Suffolk Chemistry Major Catches a WAVE
Last spring, Breno Silva, Class of 2022, was urged by Suffolk Chemistry and Biochemistry Professor Denyce Wicht to get out of the classroom — and even away from the East Coast — for the summer.
She saw an opportunity for one of her hardest-working students to apply for the prestigious WAVE Fellows Program at the California Institute of Technology, an initiative that aims to foster diversity by increasing the participation of underrepresented students in science and engineering Ph.D. programs.
Wicht’s advocacy for career readiness is nothing new to her students, in fact she is “always looking to help students with opportunities like this,” says Silva. “I was excited right away … I knew it would be good for my growth as a scientist.”
He was overjoyed to be accepted, and during his stay in Pasadena this summer, Silva conducted research in the lab of Professor Ryan Hadt at Caltech’s Division of Chemistry and Chemical Engineering. Their research focused on nickel-based compounds that act as catalysts to make new molecules, which have promising benefits in the industrial, medical, and pharmaceutical fields.
Silva describes his WAVE Fellows participation as “one of the highlights of my college experience.” “This program was very rewarding, helped me to grow, and do something that I love,” he says. “It also allowed me to meet a lot of people that shared the same interests as me.”
Silva also had a chance to work alongside many graduate students in Prof. Hadt’s office, and said it has been a boon to his senior year as an undergraduate. “I learned a lot of skills that are helping me now in the research I’m doing at Suffolk,” he says.
Back on campus and thriving
Silva has hopes of continuing his studies in graduate school, with a long-term goal to do research focused on environmental science and inorganic chemistry. “I want to contribute knowledge that will make the world a better place,” he says.

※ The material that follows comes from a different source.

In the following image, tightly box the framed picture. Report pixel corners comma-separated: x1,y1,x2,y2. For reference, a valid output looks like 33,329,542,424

Currently Silva is thriving in his senior year at Suffolk, where he is treasurer of the University’s chapter of the American Chemical Society, a national organization. In addition, he is a peer tutor in three disciplines — chemistry, math, and writing — and a tutor mentor for the Center for Learning & Academic Success.

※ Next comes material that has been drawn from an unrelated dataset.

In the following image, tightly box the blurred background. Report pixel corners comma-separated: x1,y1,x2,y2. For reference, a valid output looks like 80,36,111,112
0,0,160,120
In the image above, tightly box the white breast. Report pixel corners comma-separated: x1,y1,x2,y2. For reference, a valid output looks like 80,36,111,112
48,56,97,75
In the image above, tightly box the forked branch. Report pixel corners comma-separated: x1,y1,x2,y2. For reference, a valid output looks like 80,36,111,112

He is also a McNair Scholar. Founded in memory of the late Challenger astronaut and laser physicist Dr. Ronald E. McNair, the McNair Scholars Program helps first-generation and low-income students overcome the educational, financial, and social barriers that can make graduate school seem like an unattainable goal.

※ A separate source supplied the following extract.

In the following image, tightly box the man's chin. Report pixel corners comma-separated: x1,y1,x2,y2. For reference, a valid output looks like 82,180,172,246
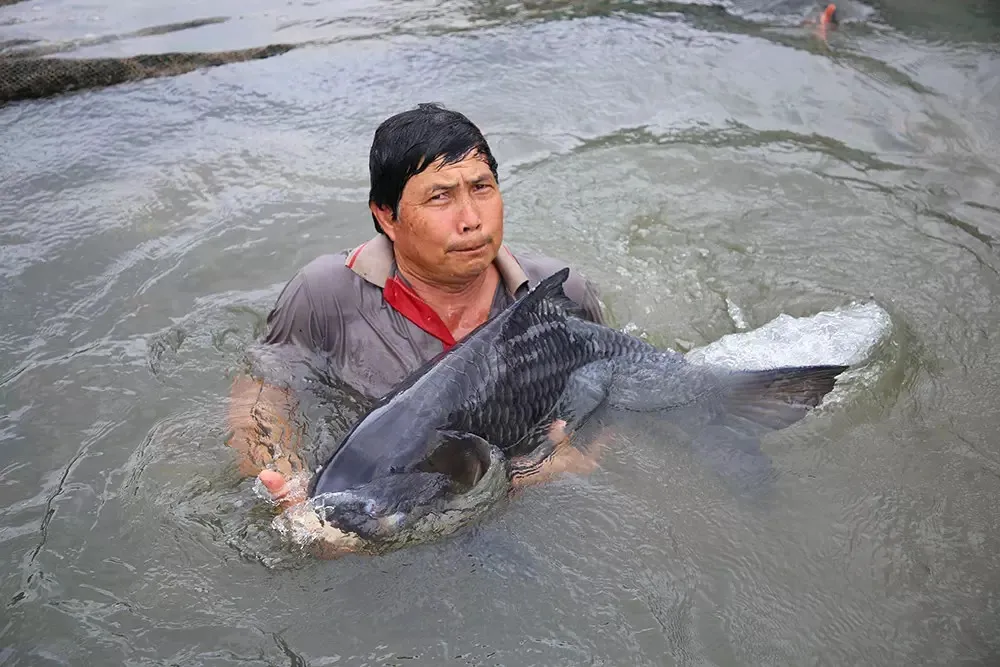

To cap off his senior year in the lab, Silva is working on a research project with his Suffolk mentor, Professor Wicht, examining how soil bacteria enzymatically produce inorganic sulfur to synthesize biomolecules that are necessary for life.
“Breno is mature, professional, and well-organized; characteristics consistent with a high-functioning experimental scientist,” said Wicht. “The peer review process is what moves science forward, and Breno has a unique ability to process feedback and use it to redesign his experimental approach in order to strengthen his chemical conclusions.”
“These have been the most rewarding and unforgettable years of my life,” says Silva. “I am very grateful for all the opportunities made possible through Suffolk and for its crucial role in my professional and personal growth.”